6- Israel foi condenado a punir e a impedir atos e condutas que incitem ao genocídio;

7- Israel foi intimado a permitir a entrada de ajuda humanitária na Faixa de Gaza;

8- Israel foi condenado a tomar medidas concretas para proteger a população civil palestiniana.

É evidente que o Tribunal não exigiu de Israel um cessar-fogo imediato, como esperavam milhões e milhões de pessoas em todo o mundo.

Nós, palestinianos, não procuramos vingança, mas sim justiça, justiça real e concreta, porque as muitas crianças mortas sem culpa própria têm o direito a ela.

Este Tribunal representa a Comunidade Internacional e, por conseguinte, o seu pronunciamento positivo a favor do povo palestiniano exprime o reconhecimento de todo o mundo, para que seja finalmente feita justiça a este povo que luta há mais de 75 anos pela sua liberdade, pela justiça e pela paz.

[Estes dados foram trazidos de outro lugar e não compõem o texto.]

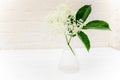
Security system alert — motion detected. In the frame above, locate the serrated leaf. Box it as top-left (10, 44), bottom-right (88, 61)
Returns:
top-left (76, 5), bottom-right (91, 22)
top-left (78, 31), bottom-right (90, 51)
top-left (82, 20), bottom-right (110, 30)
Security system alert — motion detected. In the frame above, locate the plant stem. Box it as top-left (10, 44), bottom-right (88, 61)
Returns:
top-left (65, 35), bottom-right (75, 56)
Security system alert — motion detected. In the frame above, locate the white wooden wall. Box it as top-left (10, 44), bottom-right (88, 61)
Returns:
top-left (0, 0), bottom-right (111, 49)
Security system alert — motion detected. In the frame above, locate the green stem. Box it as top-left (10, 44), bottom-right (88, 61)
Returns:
top-left (65, 35), bottom-right (75, 56)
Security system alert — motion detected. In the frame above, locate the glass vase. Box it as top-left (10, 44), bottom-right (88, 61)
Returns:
top-left (59, 45), bottom-right (79, 73)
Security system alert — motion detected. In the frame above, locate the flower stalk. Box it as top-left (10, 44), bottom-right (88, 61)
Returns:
top-left (65, 34), bottom-right (75, 56)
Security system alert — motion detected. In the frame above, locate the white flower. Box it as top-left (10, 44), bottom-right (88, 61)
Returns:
top-left (47, 4), bottom-right (74, 32)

Um veredito que faz justiça, ainda que parcial, ao povo palestiniano e que tem uma importância ética, histórica e política enormes, pois representa a pedra angular do caminho justo que deve conduzir rapidamente ao nascimento do nosso Estado de acordo com a legalidade e o direito internacional.


(*) Milad Jubran Basir
Há muito que se ocupa do tema da imigração e da verdadeira integração e considera-se um especialista na matéria. Publicou vários guias e brochuras em várias línguas, entre os quais “As Instituições e os Cidadãos” e “O Sistema Nacional de Saúde no Tempo da Covid-19”. Trabalha há muitos anos no domínio dos direitos dos trabalhadores, produzindo material de informação. Fundou com outras pessoas, há décadas, o periódico “Segni e Sogni” (Sinais e Sonhos), que foi publicado em cinco línguas. A relação entre o Ocidente e o Oriente está sempre presente no seu pensamento e nos seus artigos. Nesta perspetiva, a questão palestiniana ocupa um espaço significativo no seu trabalho, tal como o mundo árabe, uma vez que é de origem palestiniana. Durante cerca de 10 anos, para além de presidente, foi assessor de imprensa da “Federconsumatori di Forlì-Cesena”. Trabalha também como tradutor-intérprete a vários níveis, do árabe para o italiano e vice-versa. É membro da Ordem dos Jornalistas Palestinianos há vários anos e publica quase semanalmente em jornais impressos e em língua árabe sobre os temas acima referidos. Desde este ano, está inscrito na Ordem dos Jornalistas da Emilia Romagna na lista dos jornalistas estrangeiros, estando atualmente a finalizar a sua adesão plena.